“What in the world were they thinking?” I’m sure I’m not the only poker player who has asked this questions literally hundreds of times at the poker table. What drives players to play the way they do, especially if they play badly? What drives each of us to do things at the table that we know are costing us money? In The Psychology of Poker, Alan N. Schoonmaker, who holds a PhD in psychology, attempts to understand what motivates poker players and to understand how they think and why.
After an introduction, Schoonmaker asks the reader to examine their own game, looking at one’s own motivations and skills critically and honestly. Of course, if one isn’t truly honest, much of the rest of the book won’t help, but the author does a good job of guiding the reader toward understanding their true motivations. Poker skills are covered next, including reading hands and game selection, with a discussion about how one’s personal tendencies influence these skills. Next, Schoonmaker introduces a grid system on which players can be rated. Tightness vs. looseness and passiveness vs. aggressiveness are discussed, and the reader is guided through the process of rating oneself and other players on this scale.
The problem is that this doesn’t cover the whole picture. As one example, a player can be tight and aggressive, playing few hands but playing those strong, but if these hands are garbage, they won’t go very far. There’s at least a third axis (and probably several more) that includes good and bad decision making. Counting the number of hands and the proportion of raises to calls can be useful, but it still gives an incomplete picture, and this may lead to an improper strategy. The author does mention the possibility that a player may be of a mixed type, for example, tight and aggressive before the flop, but a calling station from then on. However, the book doesn’t give us a lot of information about why these people might play the way they do.
The next four sections cover various types of ligaz11 players focusing on the corners of the grid. We are told what the characteristics of players in each of the zones are likely to be, and some suggestions are made as to what motivates them. This is done from the perspective of analyzing the play of other players in each of these categories, as well as coming to terms with our own game if we fall into any given classification.
After this, the book presents some analysis of ways in which players self-destruct in their games, and what can be done to avoid it. Then we have the conclusion, and finally there are three appendices: A quiz covering whether the reader has the “right stuff” to play poker well, an article on why an aspiring poker player should think again if they’re considering turning pro, and quick summaries of the previous chapters.

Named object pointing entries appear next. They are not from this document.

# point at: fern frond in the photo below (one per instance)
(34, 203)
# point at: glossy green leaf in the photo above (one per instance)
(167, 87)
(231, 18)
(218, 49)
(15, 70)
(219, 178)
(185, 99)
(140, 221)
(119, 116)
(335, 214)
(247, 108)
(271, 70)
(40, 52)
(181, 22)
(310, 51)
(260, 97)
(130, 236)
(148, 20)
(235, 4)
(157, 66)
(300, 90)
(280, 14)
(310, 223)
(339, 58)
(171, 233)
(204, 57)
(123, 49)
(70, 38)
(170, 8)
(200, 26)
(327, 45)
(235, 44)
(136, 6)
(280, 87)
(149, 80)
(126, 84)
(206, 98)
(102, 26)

Schoonmaker claims that he’s not a poker professional by any means, that he is a moderate winner in low limit games. He says that the purpose of his book is to analyze players, not give strategic advice, and that’s fine by me. However, I see a great deal of strategic advice in this book. Some of it is quite good, for example, I don’t recall seeing the concept of “buying outs” explained better. Some of it I have some minor disagreement with. The fact that David Sklansky reviewed the book from a strategic angle probably explains the generally good quality of this information. However, there isn’t nearly as much information about examining the motivations and methods of other poker players as I would have hoped, which is the author’s field of expertise, although what’s there is fairly decent.
Another deficiency is that almost nothing is said about the less extreme, “average” players that don’t have tendencies near the edge of the author’s grid, which is where we would probably locate the majority of players. While it may not seem interesting to cover the average case, I honestly don’t know what a “5,5” player in a local 3-6 Hold’em game might be thinking about, but I’d like to. I was hoping this book would tell me, but it doesn’t.
Overall, we probably get a better grounding of the psychology of the people who play poker, both our opponents and ourselves, than we do in any other book. However, the book has more advice on how to play against these people and how to alter our play than it has information on why people play the way they do. I was hoping for more of the latter than I got. However, it is a good book, one that I found worth reading, although the true masterpiece on poker psychology has yet to be written.
While The Psychology of Poker is probably the best book written on the mind of the poker player, there is more strategic advice and less psychology than I would have expected or liked. The book is certainly worth reading, not just to understand our opponents, but also to understand ourselves. However, the ultimate book on poker psychology has yet to be written. I do recommend it, however.